On Thursday, April 27, staff from Worksafe, Street Level Health Project, and members of Oakland Workers Collective (OWC) traveled to Sacramento to advocate for legislation to strengthen workplace protections for day laborers and immigrant workers. OWC, better known as La Colectiva, is a project of Street Level Health that creates pathways to safe and dignified employment for contingent workers at risk of exploitation and uses civic engagement and other activities to empower workers.
Nicole Marquez, Evelyn Torres, and Tim Shadix from Worksafe joined OWC staff and eight members of La Colectiva for meetings with seven legislative offices in the State Capitol. Worksafe and OWC emphasized the connection to Workers Memorial Day and highlighted the disproportionate impact of workplace hazards on Latino workers. They advocated for bills introduced this legislative session that would strengthen protections for workers who face retaliation for reporting labor violations (SB 306, Hertzberg), provide state funding to support public defender’s offices in representing immigrant Californians and avoiding deportation (AB 3, Bonta), eliminate requirements in workers’ compensation law that exclude day laborers from coverage (AB 206, Garcia), and establish guidelines to help protect workers during worksite immigration enforcement (AB 450, Chui).
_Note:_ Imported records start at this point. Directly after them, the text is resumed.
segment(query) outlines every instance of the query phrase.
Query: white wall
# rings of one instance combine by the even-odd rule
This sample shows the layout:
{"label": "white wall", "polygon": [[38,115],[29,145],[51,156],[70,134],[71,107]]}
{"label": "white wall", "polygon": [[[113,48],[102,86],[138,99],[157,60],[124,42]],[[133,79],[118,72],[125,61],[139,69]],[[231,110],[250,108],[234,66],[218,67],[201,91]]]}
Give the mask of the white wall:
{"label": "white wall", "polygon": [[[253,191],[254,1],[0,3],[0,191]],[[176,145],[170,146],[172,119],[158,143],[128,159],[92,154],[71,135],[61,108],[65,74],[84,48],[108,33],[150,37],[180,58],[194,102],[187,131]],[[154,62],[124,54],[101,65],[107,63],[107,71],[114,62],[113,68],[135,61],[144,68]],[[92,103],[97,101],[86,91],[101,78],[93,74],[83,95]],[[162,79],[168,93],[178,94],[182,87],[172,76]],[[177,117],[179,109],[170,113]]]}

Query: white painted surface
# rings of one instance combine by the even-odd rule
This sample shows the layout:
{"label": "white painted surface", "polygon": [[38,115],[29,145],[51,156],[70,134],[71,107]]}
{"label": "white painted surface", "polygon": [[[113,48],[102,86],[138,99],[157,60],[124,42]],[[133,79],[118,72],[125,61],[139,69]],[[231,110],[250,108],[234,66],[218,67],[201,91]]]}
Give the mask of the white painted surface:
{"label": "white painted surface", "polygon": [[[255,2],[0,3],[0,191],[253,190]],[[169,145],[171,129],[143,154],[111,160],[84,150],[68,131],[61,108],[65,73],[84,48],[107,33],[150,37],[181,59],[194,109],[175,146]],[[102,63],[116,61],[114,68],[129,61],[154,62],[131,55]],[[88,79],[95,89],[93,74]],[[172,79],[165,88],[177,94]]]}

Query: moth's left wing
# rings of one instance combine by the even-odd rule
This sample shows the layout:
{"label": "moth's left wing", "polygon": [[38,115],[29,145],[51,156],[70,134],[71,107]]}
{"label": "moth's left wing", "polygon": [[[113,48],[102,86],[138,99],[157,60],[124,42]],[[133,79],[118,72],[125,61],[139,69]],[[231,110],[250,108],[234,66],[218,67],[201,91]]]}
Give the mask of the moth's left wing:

During the legislative meetings, La Colectiva members explained how these bills would help ensure basic civil rights and dignity. They shared personal experiences with contingent work and explained how the proposed legislation would affect them personally. When asked what they thought of the lobby experience, one worker said she felt heard -- that her story mattered. For many, it was their first time visiting the State Capitol, and members left with plans to continue their advocacy for security and dignity in the workplace and broader community.